At just over twenty I’d changed my first and last names in court, transformed my face, redesigned my hairline, undergone several operations, reinvented the way I moved, walked and talked, and got rid of the northern accent of my childhood. I’d fled to Barcelona to start a new life with a fallen aristocrat, tried to give up everything and move to India, lived in a tiny studio in Paris, owned a huge apartment in one of the richest neighbourhoods in New York, walked for weeks alone across the United States, through unknown, ghostly cities, in an attempt to unravel what my life had become. When I went back to see my father or mother we didn’t know what to say to each other, we no longer spoke the same language, everything I’d experienced in such a short time, everything I’d gone through, everything separated us.
I’d written and published books before I turned twenty-five, and travelled the world to talk about them, to Japan, Chile, Kosovo, Malaysia and Singapore. I’d been asked to speak at Harvard, Berkeley, the Sorbonne. At first this life awed me, then it left me jaded and disgusted.
I’d narrowly escaped death, I’d experienced death, felt its reality, I’d lost the use of my body for several weeks.
More than anything else I’d wanted to escape my childhood, the grey skies of the Nord department and the doomed life of my childhood friends whom society had deprived of everything, their only prospect of happiness being the couple of evenings a week they spent at the village bus stop, drinking beer and pastis in plastic cups to forget, to forget reality.
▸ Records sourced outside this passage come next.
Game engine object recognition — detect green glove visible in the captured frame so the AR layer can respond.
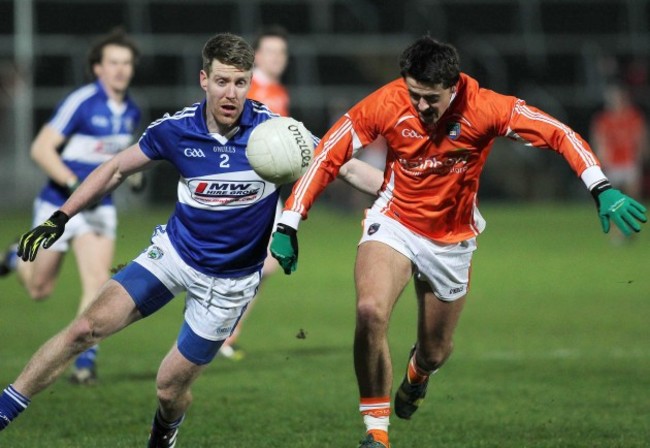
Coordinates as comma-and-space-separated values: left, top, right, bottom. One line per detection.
17, 210, 70, 261
271, 224, 298, 275
591, 181, 648, 236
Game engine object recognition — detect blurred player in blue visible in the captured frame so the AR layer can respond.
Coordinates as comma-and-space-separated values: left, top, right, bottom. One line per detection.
0, 29, 142, 384
0, 33, 381, 447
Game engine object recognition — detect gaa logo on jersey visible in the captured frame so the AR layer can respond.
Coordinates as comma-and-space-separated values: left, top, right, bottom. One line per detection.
147, 246, 165, 260
447, 121, 460, 140
188, 179, 264, 206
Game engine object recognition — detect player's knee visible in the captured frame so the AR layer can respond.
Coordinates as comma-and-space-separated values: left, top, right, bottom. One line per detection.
68, 316, 98, 352
25, 281, 54, 302
357, 300, 389, 328
156, 379, 191, 408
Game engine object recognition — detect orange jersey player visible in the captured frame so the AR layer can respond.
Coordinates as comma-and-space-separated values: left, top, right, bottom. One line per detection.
248, 26, 289, 117
286, 74, 604, 243
271, 36, 646, 448
248, 69, 289, 117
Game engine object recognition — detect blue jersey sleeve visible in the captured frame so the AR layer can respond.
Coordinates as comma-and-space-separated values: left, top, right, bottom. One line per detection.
138, 119, 179, 160
49, 94, 86, 137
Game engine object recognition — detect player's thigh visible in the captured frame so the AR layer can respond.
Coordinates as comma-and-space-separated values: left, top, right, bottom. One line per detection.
415, 279, 466, 350
72, 232, 115, 284
156, 344, 207, 391
78, 279, 142, 338
28, 248, 65, 287
354, 241, 413, 315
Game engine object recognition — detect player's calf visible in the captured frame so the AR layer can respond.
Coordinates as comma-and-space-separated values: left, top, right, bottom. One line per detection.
0, 384, 30, 431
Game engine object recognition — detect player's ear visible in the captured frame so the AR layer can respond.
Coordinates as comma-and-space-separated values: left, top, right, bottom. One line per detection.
199, 70, 208, 92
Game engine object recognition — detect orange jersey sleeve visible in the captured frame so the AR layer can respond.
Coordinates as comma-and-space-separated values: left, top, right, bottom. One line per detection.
285, 74, 598, 243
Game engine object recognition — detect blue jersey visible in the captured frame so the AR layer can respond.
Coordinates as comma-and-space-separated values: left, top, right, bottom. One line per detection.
139, 100, 302, 277
39, 81, 140, 206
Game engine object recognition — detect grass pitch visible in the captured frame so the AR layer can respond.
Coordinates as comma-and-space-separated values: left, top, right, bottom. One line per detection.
0, 204, 650, 448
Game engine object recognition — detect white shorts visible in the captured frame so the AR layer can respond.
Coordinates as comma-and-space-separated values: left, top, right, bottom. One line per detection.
32, 198, 117, 252
131, 226, 261, 341
359, 209, 476, 301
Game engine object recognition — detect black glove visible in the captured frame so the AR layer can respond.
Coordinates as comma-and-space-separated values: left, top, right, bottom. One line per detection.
17, 210, 70, 261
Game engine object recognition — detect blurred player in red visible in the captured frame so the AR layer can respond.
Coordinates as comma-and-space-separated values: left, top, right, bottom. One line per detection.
219, 26, 289, 361
271, 36, 647, 448
248, 26, 289, 117
591, 84, 648, 196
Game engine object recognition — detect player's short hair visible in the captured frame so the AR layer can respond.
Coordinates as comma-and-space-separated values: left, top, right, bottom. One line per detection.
202, 33, 255, 73
87, 27, 140, 78
399, 35, 460, 89
253, 25, 289, 51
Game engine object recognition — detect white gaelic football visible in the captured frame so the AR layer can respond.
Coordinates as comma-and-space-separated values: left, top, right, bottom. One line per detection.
246, 117, 314, 185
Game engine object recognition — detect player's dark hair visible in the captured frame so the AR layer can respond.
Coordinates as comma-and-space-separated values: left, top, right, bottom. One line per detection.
399, 35, 460, 89
253, 25, 289, 51
87, 27, 140, 78
202, 33, 255, 73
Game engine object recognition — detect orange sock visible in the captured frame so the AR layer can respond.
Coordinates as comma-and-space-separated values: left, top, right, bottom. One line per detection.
368, 429, 390, 447
407, 353, 433, 384
359, 396, 390, 438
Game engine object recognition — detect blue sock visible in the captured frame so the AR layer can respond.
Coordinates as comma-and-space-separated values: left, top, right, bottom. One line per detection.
0, 384, 31, 431
74, 345, 99, 369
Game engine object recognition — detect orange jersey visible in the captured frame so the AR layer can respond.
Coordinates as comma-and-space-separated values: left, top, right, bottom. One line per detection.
248, 71, 289, 117
593, 107, 646, 168
285, 74, 600, 243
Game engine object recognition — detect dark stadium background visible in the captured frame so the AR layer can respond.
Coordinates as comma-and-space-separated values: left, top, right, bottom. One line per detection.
0, 0, 650, 209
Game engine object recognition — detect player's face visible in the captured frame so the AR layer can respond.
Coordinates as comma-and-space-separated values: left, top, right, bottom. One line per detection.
404, 76, 456, 126
255, 36, 289, 79
200, 60, 252, 134
93, 45, 134, 94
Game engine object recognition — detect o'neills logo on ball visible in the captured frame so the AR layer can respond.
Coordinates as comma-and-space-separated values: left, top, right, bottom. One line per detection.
288, 124, 311, 168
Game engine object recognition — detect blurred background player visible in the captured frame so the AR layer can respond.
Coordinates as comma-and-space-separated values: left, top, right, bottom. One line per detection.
271, 36, 647, 448
0, 33, 381, 448
0, 29, 142, 384
591, 84, 648, 197
248, 26, 289, 117
219, 25, 289, 361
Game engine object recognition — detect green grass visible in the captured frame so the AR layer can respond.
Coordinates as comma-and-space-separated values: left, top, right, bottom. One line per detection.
0, 204, 650, 448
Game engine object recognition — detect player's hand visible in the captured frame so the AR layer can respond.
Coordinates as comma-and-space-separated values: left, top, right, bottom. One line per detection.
595, 186, 648, 236
126, 172, 147, 193
271, 224, 298, 275
18, 210, 70, 261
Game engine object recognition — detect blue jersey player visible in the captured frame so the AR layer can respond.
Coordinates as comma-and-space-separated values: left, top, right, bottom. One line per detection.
0, 30, 140, 384
0, 33, 381, 447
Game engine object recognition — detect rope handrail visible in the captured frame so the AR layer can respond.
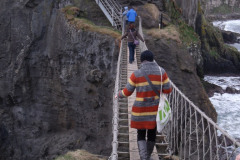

I’d dreamed of being recognised in the street, dreamed of being invisible, dreamed of disappearing, dreamed of waking up one morning as a girl, dreamed of being rich, dreamed of starting all over again.
.
At times I’d have liked to lie down in a corner, away from everything, to dig a hole, burrow into it and never speak again, never move again, along the lines of what Nietzsche calls Russian fatalism: like those soldiers who, exhausted from fighting, crushed by the fatigue of battle and their pained, heavy bodies, lie down on the ground, in the snow, far from the others, and wait for death to come.
.
It is this story – this odyssey – that I want to try to tell here.
‘Change fills me with admiration and inspiration, as well as renewed faith in writing itself’ Maggie Nelson
Édouard Louis longs for a life beyond the poverty, discrimination and violence in his working-class hometown - so he sets out to study in Amiens, and, later, at university in Paris. He sheds the provincial 'Eddy' for an elegant new name, determined to eradicate every aspect of his past. He reads incessantly; he dines with aristocrats; he spends nights with millionaires and drug dealers alike.
Everything he does is motivated by a single obsession: to become someone else. Change is at once a personal odyssey, a story of dreams, friendship and the perils of leaving the past behind, and a profound portrait of a society divided by class, inequality and power.